O texto aprovado pelo Congresso Nacional, e agora sancionado, também institui o Simples Doméstico – um regime unificado de pagamento de tributos, de contribuições e dos demais encargos do empregador.  Esse ‘boleto único’ deverá ser regulamentado no prazo de até 120 dias a contar desta terça-feira.

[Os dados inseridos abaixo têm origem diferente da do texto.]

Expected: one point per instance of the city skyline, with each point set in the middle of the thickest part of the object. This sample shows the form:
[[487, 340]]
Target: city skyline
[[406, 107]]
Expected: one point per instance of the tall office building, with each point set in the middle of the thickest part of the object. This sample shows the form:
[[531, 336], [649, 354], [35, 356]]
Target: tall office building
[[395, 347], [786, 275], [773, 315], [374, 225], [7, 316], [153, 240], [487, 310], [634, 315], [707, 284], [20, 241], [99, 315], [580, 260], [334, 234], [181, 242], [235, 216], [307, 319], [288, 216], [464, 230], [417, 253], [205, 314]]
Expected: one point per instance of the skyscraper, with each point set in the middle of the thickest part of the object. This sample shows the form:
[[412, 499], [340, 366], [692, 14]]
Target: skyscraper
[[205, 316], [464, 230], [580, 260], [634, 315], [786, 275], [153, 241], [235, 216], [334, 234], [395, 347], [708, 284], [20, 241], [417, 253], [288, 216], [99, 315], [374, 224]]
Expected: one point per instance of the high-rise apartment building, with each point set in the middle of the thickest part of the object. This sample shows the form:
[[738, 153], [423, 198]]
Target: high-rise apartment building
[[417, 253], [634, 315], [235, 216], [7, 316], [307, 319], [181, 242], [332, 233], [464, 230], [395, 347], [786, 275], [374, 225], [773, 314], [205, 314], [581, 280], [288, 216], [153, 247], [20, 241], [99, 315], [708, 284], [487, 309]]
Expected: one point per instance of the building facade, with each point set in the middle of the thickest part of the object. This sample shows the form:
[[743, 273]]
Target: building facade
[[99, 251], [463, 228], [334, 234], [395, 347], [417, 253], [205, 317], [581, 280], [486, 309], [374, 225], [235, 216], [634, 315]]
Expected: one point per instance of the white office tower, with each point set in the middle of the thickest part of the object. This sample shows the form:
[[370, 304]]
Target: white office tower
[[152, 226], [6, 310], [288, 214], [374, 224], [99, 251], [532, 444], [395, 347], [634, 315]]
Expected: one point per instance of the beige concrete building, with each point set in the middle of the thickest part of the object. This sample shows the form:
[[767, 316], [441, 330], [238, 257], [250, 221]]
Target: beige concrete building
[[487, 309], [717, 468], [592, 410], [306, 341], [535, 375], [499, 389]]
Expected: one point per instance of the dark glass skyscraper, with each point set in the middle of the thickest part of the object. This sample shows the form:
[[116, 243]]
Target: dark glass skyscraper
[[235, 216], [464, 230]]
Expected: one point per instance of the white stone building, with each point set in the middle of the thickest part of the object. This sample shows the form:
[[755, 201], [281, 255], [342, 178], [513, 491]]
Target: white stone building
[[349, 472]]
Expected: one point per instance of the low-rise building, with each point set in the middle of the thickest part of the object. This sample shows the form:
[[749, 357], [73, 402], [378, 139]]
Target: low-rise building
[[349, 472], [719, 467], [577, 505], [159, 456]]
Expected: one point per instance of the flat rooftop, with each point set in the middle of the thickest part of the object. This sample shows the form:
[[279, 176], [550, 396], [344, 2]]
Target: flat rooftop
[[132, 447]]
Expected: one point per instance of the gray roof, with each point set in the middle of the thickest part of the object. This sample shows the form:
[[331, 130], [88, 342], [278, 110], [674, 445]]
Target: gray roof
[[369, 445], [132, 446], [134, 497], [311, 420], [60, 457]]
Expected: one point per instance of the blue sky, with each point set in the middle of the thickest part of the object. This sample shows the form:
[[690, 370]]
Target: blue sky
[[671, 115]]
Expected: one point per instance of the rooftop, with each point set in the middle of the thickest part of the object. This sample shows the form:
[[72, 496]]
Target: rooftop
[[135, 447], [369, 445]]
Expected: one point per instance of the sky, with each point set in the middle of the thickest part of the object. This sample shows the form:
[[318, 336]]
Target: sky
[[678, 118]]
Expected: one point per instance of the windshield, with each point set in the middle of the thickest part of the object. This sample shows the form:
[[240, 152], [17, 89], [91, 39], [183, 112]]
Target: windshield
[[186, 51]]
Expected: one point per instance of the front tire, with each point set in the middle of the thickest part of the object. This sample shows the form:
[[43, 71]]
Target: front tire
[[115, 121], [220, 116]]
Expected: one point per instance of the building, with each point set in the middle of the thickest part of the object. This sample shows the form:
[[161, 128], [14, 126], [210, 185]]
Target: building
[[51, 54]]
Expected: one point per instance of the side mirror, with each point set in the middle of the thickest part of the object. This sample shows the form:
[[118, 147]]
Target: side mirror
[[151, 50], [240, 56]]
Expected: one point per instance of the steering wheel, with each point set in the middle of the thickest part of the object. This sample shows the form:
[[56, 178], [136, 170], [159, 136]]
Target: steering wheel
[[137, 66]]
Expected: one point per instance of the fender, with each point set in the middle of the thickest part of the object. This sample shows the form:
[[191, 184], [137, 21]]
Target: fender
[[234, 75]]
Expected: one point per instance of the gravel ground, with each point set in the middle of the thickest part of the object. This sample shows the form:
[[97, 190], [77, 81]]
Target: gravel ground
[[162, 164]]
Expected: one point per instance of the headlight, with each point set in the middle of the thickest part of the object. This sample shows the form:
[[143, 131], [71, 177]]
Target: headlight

A chamada PEC das Domésticas já havia sido promulgada em 2013, mas alguns benefícios ainda dependiam da normatização para entrar em vigor. Veja abaixo o que muda para os patrões e empregados:

Quem é considerado empregado doméstico: faxineiros, babás, cozinheiros, jardineiros, motoristas e cuidadores de idosos

* O valor da contribuição do patrão para o INSS passa a ser de 8%;

* O empregador também deverá pagar 0,8% do salário para o seguro contra acidente;

*  O recolhimento do FGTS feito pelo patrão passa a ser de 8%;

* A multa de 40% nos casos de demissão sem justa causa será substituída pelo pagamento mensal de 3,2% do salário, para criar uma espécie de fundo. Se o empregado for demitido sem justa causa, poderá sacar o valor;

Justa causa: preguiça durante o trabalho; violação da intimidade do empregador; maus tratos a idosos, enfermos, crianças e pessoas com deficiência

* Para facilitar a vida do patrão, foi criado o Super Simples Doméstico, que vai reunir todas as contribuições, que chegam a 20% do salário, em um único boleto. O projeto ainda precisa ser regulamentado;

* A lei também prevê que, caso o empregado trabalhe 12 horas diárias, a jornada deverá ser seguida de 36 horas de descanso;

* A jornada de trabalho será de oito horas diárias ou 44 semanais. Deverá haver um banco de horas para quem trabalhar mais do que 44 horas semanais;

* Para pagar as horas extras, há regras específicas. As primeiras 40 horas extras deverão ser pagas em dinheiro, com acréscimo de 50% sobre o valor da hora normal. O restante entra no banco de horas;

* Se o empregado trabalhar das 22 horas às 5 horas, será pago o adicional noturno de 20% sobre o valor da hora

* As horas extras devem ser compensadas em até um ano. Se o empregado sair do trabalho antes de compensá-las, deve receber as horas do banco em dinheiro;

* Não será preciso pagar os benefícios de forma retroativa.